Wirklich Überzeugen konnte die Stadt gestern Abend aber nicht. So wurde deutlich, dass die für die Jahre 2018 bis 2020 geplanten Kanalerweiterungen Dresdener Str./Fliederstr. und Von-Büllingen-Str./Ginsterstr. sich voraussichtlich auf die Anlage von Retentionsbecken beschränken werden; dass ein gebührenzahlender Bürger auch ein berechtigtes Interesse daran haben könnte, dass seine Abwässer tatsächlich auch abfließen, scheint den Verwaltern nicht einzuleuchten. Außerdem dürfte die Vergrößerung des Durchmessers der Kanalrohre eher zu einer Verlangsamung der Fließgeschwindigkeit führen, da der statische Druck im Vergleich zu den schmaleren Rohrstücken zunimmt, d. h. dass weniger kinetische Energiequanten für die Bewegung des Wassers (dynamischer Druck) zur Verfügung stehen werden. Dann aber steht das Wasser und fließt eben nicht mehr ab. Solange nicht die physikalischen Gründe für die auffällig unterschiedlichen Fließgeschwindigkeiten zwischen den Bau- und Straßenzügen eindeutig identifiziert worden sind, sollte man vorsichtig sein, welchem Ingenieurbüro man seine 1,3 Mio Euro zukommen lässt. Die im städtischen Vortrag einige male oberflächlich erwähnten Simulationen von Wasserereignissen blieben gestern jedefalls undurchsichtig und in der Art ihrer Darstellung für den Bürger weder nachvollziehbar noch überprüfbar. - Die Abwasserfrage in den Händen der Stadtverwaltung bleibt für den Budberger Bürger ein Vabanquespiel.
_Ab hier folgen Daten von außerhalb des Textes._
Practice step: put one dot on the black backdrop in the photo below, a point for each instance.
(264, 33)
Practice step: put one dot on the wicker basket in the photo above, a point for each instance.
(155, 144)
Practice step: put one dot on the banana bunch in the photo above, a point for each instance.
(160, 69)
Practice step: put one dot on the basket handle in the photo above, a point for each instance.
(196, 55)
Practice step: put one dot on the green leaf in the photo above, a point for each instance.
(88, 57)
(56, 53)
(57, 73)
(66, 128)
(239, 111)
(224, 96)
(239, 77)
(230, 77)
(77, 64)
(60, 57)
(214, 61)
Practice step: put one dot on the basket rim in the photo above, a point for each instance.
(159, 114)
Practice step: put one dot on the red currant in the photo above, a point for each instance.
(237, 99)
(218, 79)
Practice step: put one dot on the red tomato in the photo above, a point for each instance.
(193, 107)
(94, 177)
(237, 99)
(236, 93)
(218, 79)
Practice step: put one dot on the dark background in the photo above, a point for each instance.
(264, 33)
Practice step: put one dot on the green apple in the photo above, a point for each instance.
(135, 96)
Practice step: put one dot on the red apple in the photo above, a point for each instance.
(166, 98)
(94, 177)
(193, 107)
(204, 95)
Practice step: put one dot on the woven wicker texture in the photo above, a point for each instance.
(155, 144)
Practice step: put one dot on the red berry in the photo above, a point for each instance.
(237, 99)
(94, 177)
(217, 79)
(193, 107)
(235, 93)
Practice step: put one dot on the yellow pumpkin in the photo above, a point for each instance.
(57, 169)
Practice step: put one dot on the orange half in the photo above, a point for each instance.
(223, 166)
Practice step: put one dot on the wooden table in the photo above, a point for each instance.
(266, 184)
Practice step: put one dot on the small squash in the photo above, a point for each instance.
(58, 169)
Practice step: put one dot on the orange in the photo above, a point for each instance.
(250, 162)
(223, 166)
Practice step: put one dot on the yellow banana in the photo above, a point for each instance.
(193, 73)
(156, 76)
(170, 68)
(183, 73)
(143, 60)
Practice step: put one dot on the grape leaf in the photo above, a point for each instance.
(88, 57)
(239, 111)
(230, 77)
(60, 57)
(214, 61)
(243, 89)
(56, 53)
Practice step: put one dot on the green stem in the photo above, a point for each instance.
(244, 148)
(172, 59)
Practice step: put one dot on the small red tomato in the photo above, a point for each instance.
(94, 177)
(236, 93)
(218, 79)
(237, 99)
Die Statdt empfiehlt den neuen Bauherren ausdrücklich, die Schwellen ihrer Häuser möglichst hoch zu legen. Warum sie nicht auch gleich noch empfiehlt, die neuen Bürger mögen doch bitte Plumpsklos benutzen, und nur noch die Gebühren abliefern ohne jede Gegenleistung, das ist noch die Frage.

Eine Verwaltung, die den Bürger ernst nimmt, sieht anders aus.
z.b. routinemäßig jährliche Überprüfung aller Kanäle mit Kanal TV, genaue und nachvollziehbare Dokumentation sowie uneingeschränkte Veröffentlichung aller Ergebnisse für alle (INTERNET) etc.

Ich sehe Budberg nicht als neues Venedig, noch weniger als Atlantis Nachfolger - die melodramatischen Vergleiche liegen mir fern. Aber die globale Verschärfung der Klimasituation verlangt auch in der Verwaltung der Stadt Rheinberg nach ernsthaften Neuorientierungen, neuen Konzepten und neuen Ideen. Die Zusammenarbeit professioneller Politiker mit wissenschaftlich orientierten Geophysikern wird dafür unerlässlich sein. Und davon sind wir noch sehr weit entfernt.

Erfreulich fand ich gestern Abend nur, dass die Anwohner dadurch einmal die Gelegenheit hatten,
sich über ihre gemeinschaftlichen Bürgerinteressen auszutauschen in einer Umgebung, die, anders als sonst, nicht vorgeprägt war von Vereinsmeierei und nachbarschaftlichen Kumpaneien. Wenn die Bürger ihre gemeinschaftlichen Interessen gemeinschaftlich vertreten, dann kann auch die stärkste Verwaltung nicht mehr dagegen intrigieren.